I was looking at the activation maps of vgg19 in pytorch. I found that all the values of the maps are positive even before I applied the ReLU.

This seems very strange to me... If this would be correct (could be that I not used the register_forward_hook method correctly?) why would one then apply ReLu at all?

This is my code to produce this:

import torch
import torchvision

import torchvision.models as models
import torchvision.transforms as transforms

from torchsummary import summary


import os, glob
import matplotlib.pyplot as plt
import numpy as np


# settings:
batch_size = 4


# load the model
model = models.vgg19(pretrained=True)
summary(model.cuda(), (3, 32, 32))
model.cpu()

# how to preprocess??? See here:
# https://discuss.pytorch.org/t/how-to-preprocess-input-for-pre-trained-networks/683/2
normalize = transforms.Normalize(mean=[0.485, 0.456, 0.406],
                                 std=[0.229, 0.224, 0.225])

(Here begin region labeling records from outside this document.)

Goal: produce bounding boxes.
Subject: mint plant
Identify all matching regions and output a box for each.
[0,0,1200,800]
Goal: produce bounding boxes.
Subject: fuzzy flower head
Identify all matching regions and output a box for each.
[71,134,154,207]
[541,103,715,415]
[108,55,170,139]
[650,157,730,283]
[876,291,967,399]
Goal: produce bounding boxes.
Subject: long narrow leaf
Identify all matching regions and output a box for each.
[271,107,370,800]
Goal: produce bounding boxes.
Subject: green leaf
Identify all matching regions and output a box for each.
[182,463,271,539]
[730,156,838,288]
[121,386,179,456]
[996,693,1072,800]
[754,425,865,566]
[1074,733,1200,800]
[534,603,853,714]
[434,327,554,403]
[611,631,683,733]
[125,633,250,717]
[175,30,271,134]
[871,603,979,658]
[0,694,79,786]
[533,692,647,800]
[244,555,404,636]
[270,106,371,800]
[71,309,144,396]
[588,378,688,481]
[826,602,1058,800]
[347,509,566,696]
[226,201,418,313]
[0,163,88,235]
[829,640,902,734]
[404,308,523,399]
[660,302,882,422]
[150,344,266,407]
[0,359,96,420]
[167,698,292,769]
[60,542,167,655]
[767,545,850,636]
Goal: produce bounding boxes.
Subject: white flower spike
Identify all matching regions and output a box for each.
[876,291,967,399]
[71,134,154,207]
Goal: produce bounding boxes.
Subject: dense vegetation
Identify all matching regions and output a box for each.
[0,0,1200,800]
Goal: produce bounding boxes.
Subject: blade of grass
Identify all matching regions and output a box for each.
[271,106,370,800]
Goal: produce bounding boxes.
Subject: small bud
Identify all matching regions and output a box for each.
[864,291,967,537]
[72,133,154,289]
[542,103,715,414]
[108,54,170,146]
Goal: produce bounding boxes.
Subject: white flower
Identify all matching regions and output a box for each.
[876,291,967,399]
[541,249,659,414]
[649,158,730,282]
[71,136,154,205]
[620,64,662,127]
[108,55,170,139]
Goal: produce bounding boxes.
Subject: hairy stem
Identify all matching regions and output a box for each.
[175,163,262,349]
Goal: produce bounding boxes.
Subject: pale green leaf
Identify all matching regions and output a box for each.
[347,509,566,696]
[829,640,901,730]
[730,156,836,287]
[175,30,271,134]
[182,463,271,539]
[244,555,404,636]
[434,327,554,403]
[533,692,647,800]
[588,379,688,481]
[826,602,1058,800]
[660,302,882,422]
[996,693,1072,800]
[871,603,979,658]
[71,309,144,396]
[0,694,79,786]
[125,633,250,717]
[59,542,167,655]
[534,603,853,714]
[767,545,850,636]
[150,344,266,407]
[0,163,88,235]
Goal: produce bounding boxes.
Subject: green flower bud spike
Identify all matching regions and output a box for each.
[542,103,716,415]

transform = transforms.Compose(
    [transforms.ToTensor(),
     normalize])




# build data loader
trainset = torchvision.datasets.CIFAR10(root='./data', train=True,
                                        download=True, transform=transform)

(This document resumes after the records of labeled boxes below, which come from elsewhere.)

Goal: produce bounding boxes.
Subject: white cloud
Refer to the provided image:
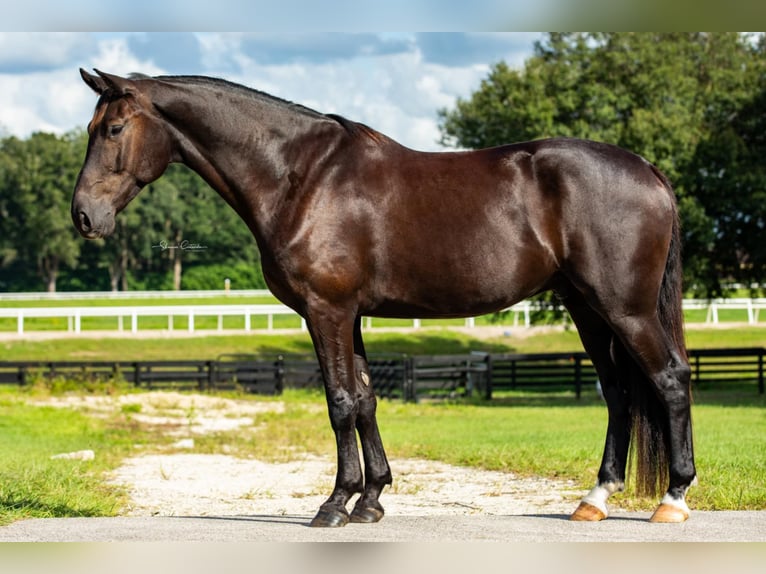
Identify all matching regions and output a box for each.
[0,32,534,150]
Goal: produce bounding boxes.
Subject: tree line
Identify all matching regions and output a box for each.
[0,130,265,292]
[0,33,766,296]
[439,33,766,296]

trainloader = torch.utils.data.DataLoader(trainset, batch_size=batch_size,
                                          shuffle=True, num_workers=2)



# show one image
dataiter = iter(trainloader)
images, labels = dataiter.next()


# set a hook
activation = {}
def get_activation(name):
    def hook(model, input, output):
        activation[name] = output.detach()
    return hook

# hook at the first conv layer
hook = model.features[0].register_forward_hook(get_activation("firstConv"))

model(images)

hook.remove()



# show results:

flatted_feat_maps = activation["firstConv"].detach().numpy().flatten()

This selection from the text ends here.